Rheinmetall Aktie: Marine Corps bestellt Mission Master
Rheinmetall erweitert internationale Robotik-Kapazitäten, verbucht neue Militärprojekte und steht zugleich unter Druck am Aktienmarkt.

Kurz zusammengefasst
- Werkserweiterung in Québec gestartet
- US-Auftrag über sieben Millionen Dollar
- Artillerieproduktion bis 2027 vorgesehen
- Aktie seit Jahresbeginn 35 Prozent tiefer
Rheinmetall setzt neben Aufträgen für klassische Wehrtechnik verstärkt auf unbemannte Plattformen und den Ausbau seiner Auslandsstandorte. Am Donnerstag unterstrich Vorstandschef Armin Papperger die wachsende Bedeutung von Robotik in der Verteidigungsindustrie.
Gleichzeitig müssen vertragliche Verpflichtungen bei bestehenden Großprojekten eingehalten werden: Die Serienauslieferung des Flugabwehrsystems Skyranger muss laut Papperger vertragsgemäß im Jahr 2027 anlaufen.
Internationale Standorte rüsten für Robotik auf
Der Schwerpunkt auf automatisierte Lösungen schlägt sich in konkreten Baumaßnahmen nieder. Am Mittwoch begann Rheinmetall Canada mit dem Ausbau des Werks in Québec um 7.060 Quadratmeter. Die zusätzliche Fläche soll die Kapazitäten für landgestützte autonome Systeme gezielt stärken.
In den Vereinigten Staaten verzeichnet das Unternehmen ebenfalls Zuwächse bei unbemannten Landsystemen.

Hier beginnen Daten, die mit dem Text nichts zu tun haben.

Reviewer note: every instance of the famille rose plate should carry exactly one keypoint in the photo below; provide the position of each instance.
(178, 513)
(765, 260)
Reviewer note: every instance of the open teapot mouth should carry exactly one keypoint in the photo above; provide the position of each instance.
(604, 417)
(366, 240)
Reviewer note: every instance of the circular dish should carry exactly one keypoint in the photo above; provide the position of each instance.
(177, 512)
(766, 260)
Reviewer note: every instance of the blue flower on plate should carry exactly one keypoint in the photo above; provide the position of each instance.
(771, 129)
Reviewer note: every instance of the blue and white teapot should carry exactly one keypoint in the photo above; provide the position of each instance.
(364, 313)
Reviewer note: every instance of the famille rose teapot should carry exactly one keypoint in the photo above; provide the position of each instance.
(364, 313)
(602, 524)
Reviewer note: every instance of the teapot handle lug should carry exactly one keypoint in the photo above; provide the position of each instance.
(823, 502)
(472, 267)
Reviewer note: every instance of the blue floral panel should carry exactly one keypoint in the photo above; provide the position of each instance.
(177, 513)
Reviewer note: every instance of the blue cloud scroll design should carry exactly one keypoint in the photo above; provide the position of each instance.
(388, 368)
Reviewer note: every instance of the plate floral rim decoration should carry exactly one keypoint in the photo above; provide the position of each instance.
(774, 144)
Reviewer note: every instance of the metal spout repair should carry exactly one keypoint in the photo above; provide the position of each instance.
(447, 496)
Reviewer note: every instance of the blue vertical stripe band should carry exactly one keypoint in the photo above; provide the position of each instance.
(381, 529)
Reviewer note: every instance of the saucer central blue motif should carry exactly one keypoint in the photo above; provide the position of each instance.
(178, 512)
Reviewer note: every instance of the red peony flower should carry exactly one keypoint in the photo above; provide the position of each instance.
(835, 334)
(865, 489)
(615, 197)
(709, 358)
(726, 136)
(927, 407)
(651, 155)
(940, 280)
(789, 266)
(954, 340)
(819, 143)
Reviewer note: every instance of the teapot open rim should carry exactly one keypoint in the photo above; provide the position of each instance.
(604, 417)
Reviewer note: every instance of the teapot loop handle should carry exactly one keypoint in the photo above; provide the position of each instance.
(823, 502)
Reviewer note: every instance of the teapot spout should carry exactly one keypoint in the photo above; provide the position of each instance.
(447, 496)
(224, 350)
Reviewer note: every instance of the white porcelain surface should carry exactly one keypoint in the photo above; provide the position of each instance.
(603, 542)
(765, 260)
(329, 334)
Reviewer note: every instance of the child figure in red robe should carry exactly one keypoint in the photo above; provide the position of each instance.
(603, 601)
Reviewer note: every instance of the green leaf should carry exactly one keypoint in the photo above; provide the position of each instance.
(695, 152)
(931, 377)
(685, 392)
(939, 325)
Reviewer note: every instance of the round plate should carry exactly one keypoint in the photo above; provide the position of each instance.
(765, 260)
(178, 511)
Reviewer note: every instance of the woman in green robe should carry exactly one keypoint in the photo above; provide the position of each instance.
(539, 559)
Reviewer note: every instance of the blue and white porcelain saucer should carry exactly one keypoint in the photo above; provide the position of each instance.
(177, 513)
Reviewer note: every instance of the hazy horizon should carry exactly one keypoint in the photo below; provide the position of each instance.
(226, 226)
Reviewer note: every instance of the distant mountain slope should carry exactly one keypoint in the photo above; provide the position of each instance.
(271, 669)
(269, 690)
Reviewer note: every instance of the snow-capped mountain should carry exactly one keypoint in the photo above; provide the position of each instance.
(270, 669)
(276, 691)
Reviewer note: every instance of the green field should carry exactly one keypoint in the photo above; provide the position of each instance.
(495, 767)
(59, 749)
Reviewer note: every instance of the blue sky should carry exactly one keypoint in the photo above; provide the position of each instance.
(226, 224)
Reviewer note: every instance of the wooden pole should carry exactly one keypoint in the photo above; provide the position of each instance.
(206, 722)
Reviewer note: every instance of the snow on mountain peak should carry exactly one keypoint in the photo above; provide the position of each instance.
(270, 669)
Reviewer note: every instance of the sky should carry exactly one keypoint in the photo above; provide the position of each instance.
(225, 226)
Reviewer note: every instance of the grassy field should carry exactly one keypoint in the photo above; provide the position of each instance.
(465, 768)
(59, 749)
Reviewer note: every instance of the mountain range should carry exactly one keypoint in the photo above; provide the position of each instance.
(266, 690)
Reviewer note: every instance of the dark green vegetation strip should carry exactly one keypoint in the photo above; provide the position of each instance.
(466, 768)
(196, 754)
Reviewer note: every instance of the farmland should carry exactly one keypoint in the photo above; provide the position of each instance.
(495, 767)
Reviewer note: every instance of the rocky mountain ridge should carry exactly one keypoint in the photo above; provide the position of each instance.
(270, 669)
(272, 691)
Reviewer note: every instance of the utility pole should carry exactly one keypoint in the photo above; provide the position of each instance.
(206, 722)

Am 10. September erhielt American Rheinmetall einen Auftrag des U.S. Marine Corps über 7 Millionen US-Dollar für unbemannte Bodenfahrzeuge des Typs Mission Master SP.
Parallel dazu treibt der Konzern seine Aktivitäten im Vereinigten Königreich voran. Rheinmetall UK stellte am Mittwoch im Rahmen der Partnerschaft mit Mercedes-Benz UK die Fahrzeuge Timber Wolf und Silver Wolf für die britische Armee vor. Um die Testkapazitäten vor Ort zu erweitern, investiert Rheinmetall UK am Standort Telford zudem in eine neue Schwingungsprüfanlage.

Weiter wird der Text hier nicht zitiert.